Dev, beyaz-mavi dalgalara bakmayı bırakıp kafasını yukarı kaldırdı. Aya baktı. Ay belki de sandığı kadar rahat değildi, çünkü yarısı yoktu. Sanki Steven' ın yüzüne bakamıyormuş, bakmaya utanıyormuş gibi.

Utansa da iyi olurdu! Kardeşleri ölürken, o kurt annesine pençe atarken kendisi aval aval bakmıştı! Kardeşlerinin ölümlerini izledikten sonra karşısına dikilip gururla parlayamazdı o ay!

Biraz öfkelice ayağa kalktı. Gökte beyaz bir çizgi oluşmaya başlamıştı. Ay da sanki utançtan ölüyormuş gibi gittikçe alçalıyordu. Yakında şafak, sonra da sabah gelecekti. Ve aniden, ayın rengi kırmızı oldu. Geçen geceki kan ve ölüm kokusu yeniden ciğerlerine dolarak onu adeta boğdu. Ay kızıl bir taşa dönmüştü adeta! Sağa sola baktığında ebebeynlerinin arkasında olduğuna dair bir işaret bulamadı. Arkasına döndüğünde de gördüğü tek şey ormandı. Önüne döndüğünde de şoka girdi.

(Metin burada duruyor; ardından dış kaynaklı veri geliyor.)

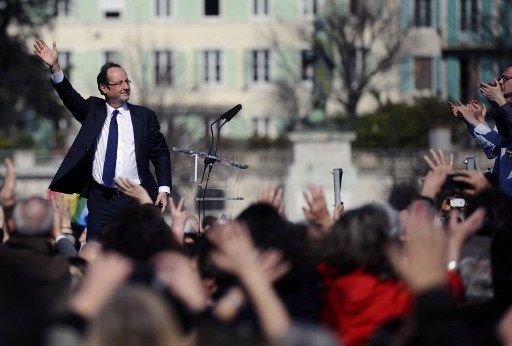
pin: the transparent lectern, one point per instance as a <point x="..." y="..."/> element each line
<point x="216" y="183"/>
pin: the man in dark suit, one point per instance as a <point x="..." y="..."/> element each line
<point x="116" y="139"/>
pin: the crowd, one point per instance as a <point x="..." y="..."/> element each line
<point x="403" y="273"/>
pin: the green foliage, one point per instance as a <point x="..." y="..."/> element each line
<point x="401" y="125"/>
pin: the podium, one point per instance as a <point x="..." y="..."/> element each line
<point x="216" y="183"/>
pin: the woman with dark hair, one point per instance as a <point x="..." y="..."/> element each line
<point x="360" y="291"/>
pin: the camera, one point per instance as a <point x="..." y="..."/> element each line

Artık oturduğu uçurum kenarında değildi. Kızıl taşın sanki yanmış odun veya kömür kadar kara bir gökte parladığı, koyu yeşil çayırdan aşağı inildiğinde aşırı geniş ve derin görünen koyu mavi bir göl duruyordu önünde. Rüzgardaki kanlı koku, ona ayrıca -nereden bildiğini kendisinin de bilmediği- madenleri hatırlatıyordu. Ve ay, yavaş yavaş rengini değiştiriyordu. Ciğerlerindeki bu berbat kokudan kurtulmak için başını sallayıp sertçe öksürdü. O sırada havadaki berbat koku değişti ve ciğerlerindeki baskı azaldı. Gözucuyla baktığında, ayın renginin mavi olduğunu gördü. Birkaç saniye sonra da açıklaşarak gümüş rengini aldı. İki dakika sonra da sanki yanmışçasına karardı. Bu sırada çevrede çok kötü bir çürük et kokusu vardı.

Ay normale döndüğünde, rahatlayarak iç geçirdi. Bu sırada birini duydu.

"Neden uyumadın?"

Başını geriye çevirdiğinde, sarı gözlü kurtla karşılaştı.

"Uyku tutmadı baba."

Babası yanına oturdu ve oğlunu "Dikkat et, düşme aşağıya." dercesine geriye çekti. Sonra düşen aya baktı.

"Onları yeniden görmek ister miydin?"

Steven burnunu çekti.

"Evet baba."

Dusty Road başıyla onayladı. "Göreceksin zaten. Büyüdüğünde onlarla Ruhlar Dünyası' ndan görüsebilirsin."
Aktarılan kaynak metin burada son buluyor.